Fransa Devlet Başkanı Emmanuel Macron, BM Genel Kurulu’nda gerçekleştirdiği konuşmasında, “Ordu operasyonları durmalı, insani yardım garanti altına alınmalı ve etnik temizlik olarak bildiğimiz şey karşısında hukukun egemenliği sağlanmalı” dedi.

Macron, insani yardımın sağlanması ve şiddetin sonlandırılması için Güvenlik Konseyi’ne girişimde bulunacağını dile getirdi.

BM Genel Sekreteri Antonio Guterres ise “Askeri operasyonlarına son verilmesi” uyarısında bulunarak, Rohingya Müslümanlarının sorunlarını dile getirdi.
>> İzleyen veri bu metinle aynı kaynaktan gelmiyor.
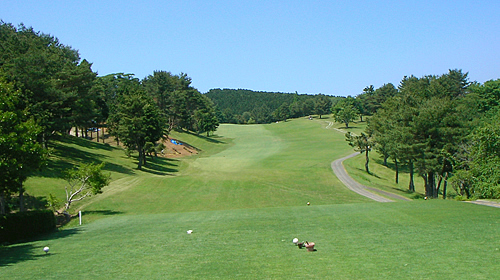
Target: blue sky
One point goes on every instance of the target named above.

Cumhurbaşkanı Erdoğan’da BM Genel Kurulu’a gerçekleştirdiği hitabında uluslararası toplumu harekete geçmesi noktasında uyararak, “Myanmar’da yaşanan trajedinin önüne geçilmezse insanlık tarihi yeni bir kara lekenin utancıyla baş başa kalacaktır” ifadelerini kullandı.

Avrupa Birliği sözcüsü ise Kyi’nin uluslararası diplomatları yaşananlardan etkilenen bölgelere davet etmesinin ileriye yönelik bir adım olduğunu söyledi.

İngiltere Başbakanı Theresa May ise askeri operasyonlara son verilmesi gerektiğini kaydederek, yaşanan şiddet göz önüne alındığında Myanmar ordusuna verilen eğitim kurslarını askıya almaya karar verdiklerini söyledi.

Myanmar’da yaşanan zulüm nedeniyle ağustos ayında Myanmar’dan Bangladeş’e kaçanların sayıları 400 bini buldu. Kyi ulusa sesleniş konuşmasında, 5 Eylül’den bu yana kuzey eyaletlerde çatışma ya da temizleme operasyonlarının olmadığını, çok sayıda Müslüman’ın kalmaya karar verdiğini ve kalanların da durumun şiddetli olmadığını gözler önüne serdiğini, hükümetin son yıllarda yaşam koşullarını arttırmak için çaba sarf ettiğini ve tüm mültecilerin geri dönüşlerine izin verildiğini iddia etmişti.